On Mon, 10 Dec 2018 11:22:01 +0100, Takashi Iwai wrote:
On Sat, 08 Dec 2018 02:55:43 +0100, Andre Guedes wrote:
Hi all,
This patch series provides some follow-up improvements to the AVTP Audio Format (AAF) plugin. The highlight of this series is the implementation of a transmission offload mechanism which improves the plugin performance considerably. Details are provided in the following paragraphs.
Currently, the AVTPDU transmission interval is controlled by the AAF plugin, in software. At every timer expiration, the plugin transmits one AVTPDU. This has some implications in terms of task scheduling. For instance, in class A streams, AVTPDUs are transmitted at every 125 us which means the application task should be scheduled-in at every 125 us. In a general purpose Linux system, such scheduling interval can be hard to cope with in the long-run.
To mitigate that issue, this series introduces a transmission offload mechanism that leverages the SO_TXTIME sockopt and ETF qdisc features recently introduced to kernel 4.19. Instead of sending one AVTPDU at every timer expiration, the plugin sends several AVTPDUs at once to the kernel, configuring their Tx time so the transmission interval is maintained. The kernel can then offload packet transmission to the hardware (if the network controller supports it), providing more transmission time accuracy. This offloading mechanism enables the application to sleep for longer times, easing on task scheduling.

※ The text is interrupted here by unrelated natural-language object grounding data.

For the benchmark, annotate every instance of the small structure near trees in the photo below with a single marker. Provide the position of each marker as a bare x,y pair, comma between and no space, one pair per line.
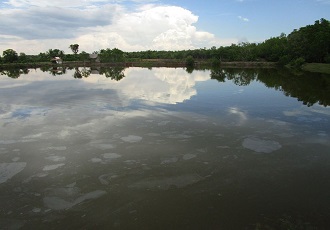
94,58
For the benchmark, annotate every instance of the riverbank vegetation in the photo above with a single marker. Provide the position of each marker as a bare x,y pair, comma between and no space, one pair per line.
309,44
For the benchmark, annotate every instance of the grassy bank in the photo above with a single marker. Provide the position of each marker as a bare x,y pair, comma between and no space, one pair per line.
142,63
317,68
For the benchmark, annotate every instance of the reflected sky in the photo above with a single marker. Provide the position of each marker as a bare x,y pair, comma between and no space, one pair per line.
132,147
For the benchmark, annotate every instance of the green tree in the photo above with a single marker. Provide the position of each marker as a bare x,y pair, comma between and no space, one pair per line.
51,53
9,56
74,48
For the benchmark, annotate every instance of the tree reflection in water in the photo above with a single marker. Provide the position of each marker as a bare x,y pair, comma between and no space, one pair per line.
309,88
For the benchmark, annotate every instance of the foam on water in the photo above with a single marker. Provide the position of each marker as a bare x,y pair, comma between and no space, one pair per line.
260,145
131,138
52,167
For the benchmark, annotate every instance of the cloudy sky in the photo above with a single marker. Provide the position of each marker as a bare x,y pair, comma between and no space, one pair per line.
34,26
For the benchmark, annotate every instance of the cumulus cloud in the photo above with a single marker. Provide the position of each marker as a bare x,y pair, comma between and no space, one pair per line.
98,24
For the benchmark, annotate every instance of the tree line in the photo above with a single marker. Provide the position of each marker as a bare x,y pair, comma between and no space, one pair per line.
307,44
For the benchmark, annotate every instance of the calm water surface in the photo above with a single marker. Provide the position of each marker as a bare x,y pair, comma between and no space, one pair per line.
163,148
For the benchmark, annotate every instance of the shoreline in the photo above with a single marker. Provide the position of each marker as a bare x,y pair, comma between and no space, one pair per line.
142,63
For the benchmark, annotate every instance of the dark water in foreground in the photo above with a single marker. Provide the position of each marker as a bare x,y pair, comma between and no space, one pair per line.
164,149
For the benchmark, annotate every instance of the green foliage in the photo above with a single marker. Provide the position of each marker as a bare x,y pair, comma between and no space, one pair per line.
297,63
74,48
311,42
112,55
51,53
9,56
190,62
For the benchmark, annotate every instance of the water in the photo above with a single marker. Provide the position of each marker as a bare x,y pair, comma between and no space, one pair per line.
163,148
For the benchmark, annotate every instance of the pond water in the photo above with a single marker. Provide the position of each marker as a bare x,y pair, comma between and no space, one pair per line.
164,148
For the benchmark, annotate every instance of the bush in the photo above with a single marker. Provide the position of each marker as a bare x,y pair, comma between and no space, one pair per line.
190,62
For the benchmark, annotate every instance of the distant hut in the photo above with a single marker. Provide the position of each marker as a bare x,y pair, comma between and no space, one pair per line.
56,60
94,58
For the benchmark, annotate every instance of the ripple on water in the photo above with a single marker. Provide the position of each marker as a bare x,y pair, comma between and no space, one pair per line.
8,170
260,145
131,138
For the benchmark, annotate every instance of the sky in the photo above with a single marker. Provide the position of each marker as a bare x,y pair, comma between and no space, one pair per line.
34,26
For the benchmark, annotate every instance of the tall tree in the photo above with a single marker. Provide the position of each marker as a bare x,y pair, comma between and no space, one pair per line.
74,48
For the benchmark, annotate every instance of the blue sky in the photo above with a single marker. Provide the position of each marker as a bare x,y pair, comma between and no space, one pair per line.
34,26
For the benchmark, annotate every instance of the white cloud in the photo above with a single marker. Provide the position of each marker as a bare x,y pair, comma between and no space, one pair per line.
243,19
99,24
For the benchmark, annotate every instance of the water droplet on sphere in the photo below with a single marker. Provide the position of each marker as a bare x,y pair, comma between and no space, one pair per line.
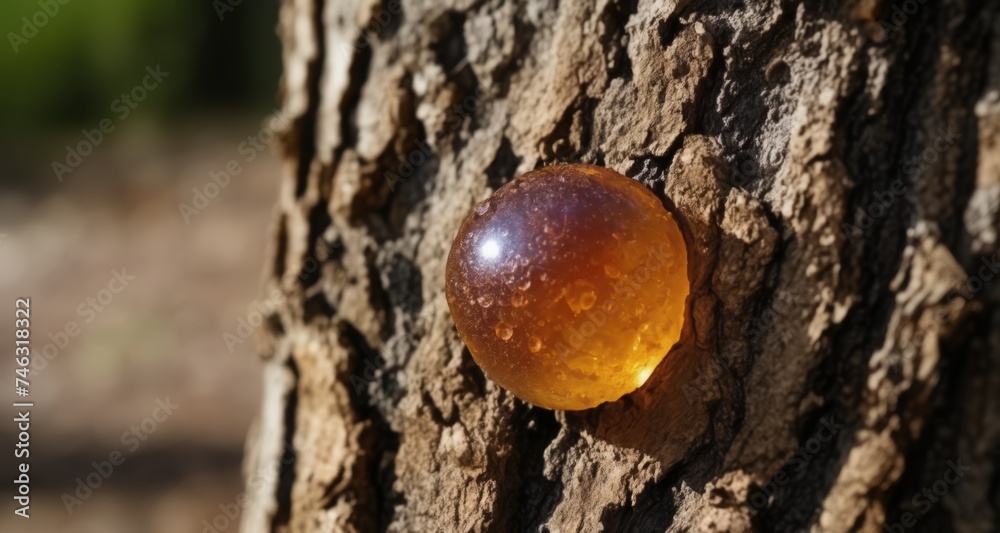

To illustrate the improvements provided by this series, I ran a before-after experiment. The experiment setup consisted in 2 PCs with Intel i210 card connected back-to-back running an up-to-date Archlinux with kernel 4.19.4. I ran 'aplay' for 5 minutes on one PC and captured the AVTPDUs on the other PC. The metric under evaluation is the transmission interval and it is measured by checking the 'time_delta' information from ethernet frames captured at the receiving side. If you're interested in reproducing the experiments, let me know and I can share my helper scripts.
The table below shows the experiment outcome for a Class A, stereo, 16-bit sample, 48 kHz stream. The unit is nanoseconds.
| Mean | Stdev | Min | Max | Range |
-------+--------+---------+---------+---------+---------+ Before | 125000 | 1154 | 75311 | 172144 | 96833 | After | 125000 | 18 | 124960 | 125048 | 88 |
Before this patchset, the transmission interval mean is equal to the optimal value (Class A stream -> 125 us interval), and it is kept the same after the patchset. However, the dispersion measurements had improved considerably, meaning the system is consistently transmitting AVTPDUs at the correct interval.
Finally, to help the review process, here follows a quick summary of the patches within this series:
- PATCH 1: fixes a type in the plugin documentation.
- PATCH 2: enables the user to configure the presentation time tolerance.
- PATCH 3-5: refactor the code in order to land the offload mechanism code smoothly.
- PATCH 6-7: implement the transmission offload mechanism.
This series can also be found in my alsa-plugins tree in github [1].
Regards,
Andre
[1] https://github.com/aguedes/alsa-plugins
Andre Guedes (7): doc: Fix typo in AAF doc aaf: Add presentation time tolerance aaf: Refactor AVTPDU transmission routines aaf: Refactor AVTPDU reception routines aaf: Refactor timeout routines aaf: Tx multiple AVTPDUs per media clock tick aaf: AVTPDU transmission periodicity
Applied all patches now. Thanks.
BTW, while building libavtp for 32bit x86, the unit test failed: The build log is found at https://build.opensuse.org/package/live_build_log/home:tiwai/libavtp/openSUS...
x86_64 seems working, so it must be specific to 32bit arch.